Resolução do Conselho Nacional de Política Penitenciária determina uso do método APAC nas unidades p


O fortalecimento da atuação do método da Associação de Proteção e Assistência ao Condenado (APAC), por meio de ações do poder público em parceria com entes privados, sem fins lucrativos, visando o aperfeiçoamento da humanização na execução penal nas unidades prisionais foi uma das principais prioridades determinadas pelo Conselho Nacional de Política Criminal e Penitenciária (CNPCP), por meio da Resolução nº 03, publicada no último dia 13 de Setembro deste ano.

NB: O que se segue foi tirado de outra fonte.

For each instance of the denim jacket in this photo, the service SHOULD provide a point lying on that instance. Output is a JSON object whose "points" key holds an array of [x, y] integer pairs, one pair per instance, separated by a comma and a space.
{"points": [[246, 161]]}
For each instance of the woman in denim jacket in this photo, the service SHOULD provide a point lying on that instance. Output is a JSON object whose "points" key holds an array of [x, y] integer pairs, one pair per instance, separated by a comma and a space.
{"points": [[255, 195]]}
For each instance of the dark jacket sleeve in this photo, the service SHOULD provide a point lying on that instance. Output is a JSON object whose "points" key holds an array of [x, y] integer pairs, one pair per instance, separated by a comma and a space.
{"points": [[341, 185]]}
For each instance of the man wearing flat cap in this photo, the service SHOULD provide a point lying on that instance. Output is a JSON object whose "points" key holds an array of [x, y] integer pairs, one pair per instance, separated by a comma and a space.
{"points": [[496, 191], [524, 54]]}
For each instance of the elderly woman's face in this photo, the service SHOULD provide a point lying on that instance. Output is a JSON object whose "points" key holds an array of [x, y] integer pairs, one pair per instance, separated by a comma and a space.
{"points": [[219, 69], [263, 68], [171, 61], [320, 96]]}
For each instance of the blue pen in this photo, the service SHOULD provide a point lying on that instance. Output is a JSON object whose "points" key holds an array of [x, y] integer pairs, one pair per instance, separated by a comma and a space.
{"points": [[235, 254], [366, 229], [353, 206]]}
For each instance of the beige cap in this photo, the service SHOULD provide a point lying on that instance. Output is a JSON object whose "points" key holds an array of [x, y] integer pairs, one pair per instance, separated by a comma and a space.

Assinada pelo presidente do CNPCP, órgão vinculado ao Ministério da Justiça, César Mechi Morales, a resolução considera a recomendação da Lei de Execução Penal (LEP) que preceitua, como objetivo da pena proporcionar condições para a integração social do preso, para determinar ao Estado a possibilidade de recorrer à cooperação da comunidade nas atividades de execução da pena e da medida de segurança.

A resolução destaca a notória experiência do Método APAC, utilizado há mais de 40 anos no sistema penitenciário de diversos Estados da Federação, para recomendar ao Departamento Penitenciário Nacional (Depen) que, na aplicação dos recursos do Fundo Penitenciário (Funpen), sejam garantidos os meios de apoio financeiro para os projetos de construção, reforma, aparelhamento e aprimoramento de serviços penais dos Centros de Reintegração Social, administrados por organizações da sociedade civil que adotem o método apaqueano.

Há ainda a recomenda ao Depen a promoção, análise e verificação dos projetos arquitetônicos dos Centros de Reintegração Social em relação às diretrizes para arquitetura prisional, com base nas especificidades dos procedimentos e rotinas da metodologia apaquiana, as quais não encontram compatibilidade com as diretrizes de arquitetura prisional convencional, estabelecidas por resoluções do próprio CNPCP.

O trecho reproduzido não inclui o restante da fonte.